A trend even more challenging than that of classical republicanism started since the time of the Enlightenment. Moral theorizing now shifted its focus from the issue of what sort of person one should be to that of what one ought to do. Thus, the main questions to be addressed became: What actions should one perform? and, Which actions are right and which ones wrong? Questions such as: Which traits of character ought one to develop? and, Which traits of character are virtues, and which ones vices? were ignored. Thus, two more rivals of virtue ethics emerged: Kantianism and utilitarianism. According to classical utilitarians such as as Jeremy Bentham (1748-1832) and John Stuart Mill (1806-1873), one ought to do actions that promote the greatest happiness for the greatest number of people. The principle of utility is a criterion of rightness, and one's motive in acting has nothing to do with the rightness of an action. Similarly, for Immanuel Kant (1724-1804), one ought to act only on maxims that can consistently be willed as universal laws. This is his deontological ethics. Kant, of course, does give motivation a central place in his theory of morality, according to which the morally virtuous person is someone who is disposed to act from the motive of duty. But this idea, of someone who always does the right thing from the desire to do the right thing, may not be an accurate picture of the virtues of the moral agent's character. This trend after the Enlightenment continued until the middle of the twentieth century.
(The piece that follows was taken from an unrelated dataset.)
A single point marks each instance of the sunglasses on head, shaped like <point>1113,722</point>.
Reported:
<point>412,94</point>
Contemporary virtue ethics

A revival of virtue ethics

With the historical appearance of classical republicanism and also with the ascendancy of the deontology of Kant and the utilitarianism of Bentham, virtue ethics moved to the margins of Western philosophy. But, virtue ethics was revived around the middle of the twentieth century. Its contemporary revival is frequently traced to the British philosopher G.E.M. Anscombe (1919-2001)'s 1958 article, "Modern Moral Philosophy,"[4] in which she argues that duty-based conceptions of morality are incoherent because they are based on the idea of a law but without a lawgiver. She thus recommends a return to the virtue ethical theories of the ancients, particularly Aristotle, which ground morality in eudaimonia.

Thereafter, Philippa Foot published a collection of essays in 1978 entitled Virtues and Vices. Since the 1980s, in works such as After Virtue and Three Rival Versions of Moral Enquiry, the philosopher Alasdair MacIntyre has made an effort to reconstruct a virtue-based theory in dialogue with the problems of modern and postmodern thought. The French philosopher Paul Ricoeur (1913-2005) accorded an important place to Aristotelian teleological ethics in his hermeneutical phenomenology of the subject, most notably in his book Oneself as Another. Following MacIntyre, the American Methodist theologian Stanley Hauerwas has also found the language of virtue quite helpful in his own project. More recently, Rosalind Hursthouse has published On Virtue Ethics, and Roger Crisp and Michael Slote have edited a collection of important essays titled Virtue Ethics, while Martha Nussbaum and Amartya Sen have employed virtue theory in theorizing the capability approach to international development.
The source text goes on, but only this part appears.